The third is the style of responses, capable of narrative empathy with the reader. An example is a text ” Does chemotherapy do more harm than good ?”  By Roberta Villa, a doctor and journalist, who has been writing for more than twenty years on the Corriere Della Sera Health pages.

Let’s see it in analytical. The structure of the answer is divided into three areas.

  1. “Where does this idea?”. Here we value the experience that underlies the idea that chemotherapy does more harm than good. It is not refused or denied, it is accepted. “ They are drugs explicitly defined as” toxic “, for which it is necessary to adhere to a rigorous series of precautions: understandable that you worry about having them injected into your veins “.
  2. “What denies it”. Only after recognizing the legitimacy and value of the demand, we move on to offer the data that show, on the contrary, the effectiveness of the treatment path. But always keep a critical eye and centered not only on what is good for the disease, but also on the person: “ For other types of cancer the results are less dramatic, but they have contributed to increasing overall cancer survival. In all cases it is a question of weighing pros and cons, both in terms of duration and quality of life, with or without chemotherapy: for some situations, such as those described above, the advantages of medium and long-term chemotherapy are indisputable, in others, however, may be less certain ”.
  3. “Why do we believe?”  In the end, the answer takes on the emotional experience that sustains and feeds the question: “the idea of ​​injecting potentially toxic substances into the body that cause discomfort, in view of a possible future improvement, against a disease that sometimes does not yet cause problems but is only a “stain” in radiographic images, therefore goes against the our natural instinct for self-protection and survival. Also the abused metaphor of the “war against cancer”, which sees the organism as a battlefield destined to suffer the consequences of the clash between its “rebel” cells – which in the end are part of themselves – and the ” poison “introduced from outside to exterminate them, could have contributed to adding an unconscious hostility towards these cures “.

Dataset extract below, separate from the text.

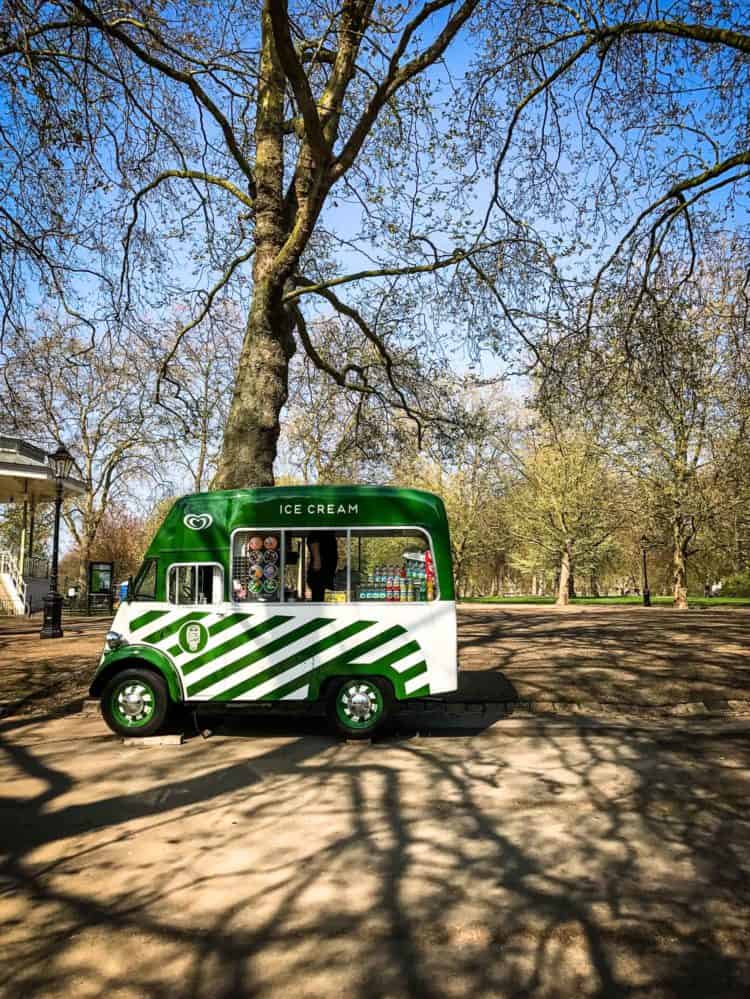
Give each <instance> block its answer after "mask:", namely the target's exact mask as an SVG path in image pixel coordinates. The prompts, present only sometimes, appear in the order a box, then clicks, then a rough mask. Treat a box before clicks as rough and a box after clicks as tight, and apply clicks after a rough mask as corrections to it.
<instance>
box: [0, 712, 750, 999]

“Understanding the origin of these fears …”, this is what it takes to communicate and to get the best information. The text has a double meaning: 1) to recognize the value of fears, to overcome them; 2) to reassure us that fears are not just our inability to face disease or a cure, but can also arise from a shared collective imagination that feeds them. The metaphor of war remains widespread even in medical language. Elena Semino, a linguist at the University of Lancaster, has studied for years the different metaphors used in the oncological discourse, showing its pros and cons.

In an interesting self- ethnography of her breast cancer, Trisha Greenhalgh, a reference point of the EBM Renaissance in Oxford, tells how she first faced the cultural representation of chemotherapy and its ambivalence which leads to wondering why not can say good about chemotherapy.

Immunization with respect to fake news requires a great narrative empathy. We can be helped to have less fear not only with the right information but also with the right metaphors to tell them. ” Doctor but it is true that .. ” helps us along the way.